The ruling came after a two-year legal battle between Kensington Primary School in Kingston and the parents of a then-five-year-old who was told she must cut her dreadlocks for ‘hygiene’ reasons if she wished to attend the school.
The court case touched on identity issues given that dreadlocks are an iconic symbol of Jamaican Rastafarian culture.
A rights group named Jamaicans for Justice offered its support to the family, saying forcing the girl to cut her dreadlocks is a denial of her freedom of expression and right to education.
For some people, they saw the legal battle as a stand against the discrimination put against those who wear ‘natural’ hair, particularly Rastafarians whose dreads are part of their tradition.
After the ruling, the parents of the kid, Dale and Sherine Virgo, who also wear dreads themselves, say they will be appealing the decision.
“I will not be cutting my daughter’s hair. If they give me that ultimatum again, I will be moving her,” Sherine said in The Washington Post.

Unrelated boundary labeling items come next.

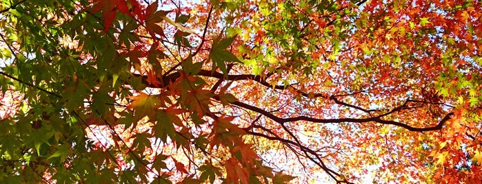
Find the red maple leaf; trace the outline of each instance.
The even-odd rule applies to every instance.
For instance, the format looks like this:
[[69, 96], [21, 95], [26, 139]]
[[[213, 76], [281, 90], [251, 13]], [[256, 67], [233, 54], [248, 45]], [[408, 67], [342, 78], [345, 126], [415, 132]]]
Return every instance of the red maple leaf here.
[[125, 0], [95, 0], [94, 4], [93, 12], [102, 10], [102, 17], [106, 26], [105, 32], [109, 30], [110, 25], [114, 22], [114, 18], [115, 18], [117, 11], [131, 15]]

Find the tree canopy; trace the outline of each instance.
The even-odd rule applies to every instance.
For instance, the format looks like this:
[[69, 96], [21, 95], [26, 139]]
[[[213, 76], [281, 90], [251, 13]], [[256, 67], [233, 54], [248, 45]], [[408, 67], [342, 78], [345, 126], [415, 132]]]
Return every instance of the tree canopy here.
[[482, 4], [0, 2], [0, 182], [482, 182]]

The little girl, who is now seven years old, is only addressed as ‘Z’ in the court papers because she’s a minor. Throughout the legal battle, Z continued to attend classes at the school, after the courts delivered an injunction against the Ministry of Education, which means she could go without having to cut her dreads.
“I am more than surprised. It is most unfortunate. It is a most unfortunate day for Black people and for Rastafarian people in Jamaica,” the family’s lawyer, Isat Buchanan had said.
On the other hand, Dale said the ruling is yet another example of systemic racism.
“A child was refused because of her Black hair, you know? It’s so weird that right now in the current climate of the world, in 2020, we are having protests, and Black people are fed up,” he said.
“This is an opportunity for the Jamaican government and the legal system had to right these wrongs and lead the world and make a change. But they have decided to keep the same system.”
Director of the Center for Reparation Research at the University of the West Indies, Verene Shepherd said that ‘discrimination on the grounds of hairstyle is wrong.’
“I do not think our children who are Rastafari and who express their culture through their hair should be discriminated against,” Shepherd explained.
Even if the Virgos don’t identify as Rastafarian, they say wearing dreadlocks is part of their identity, as the whole family wears the natural hairstyle.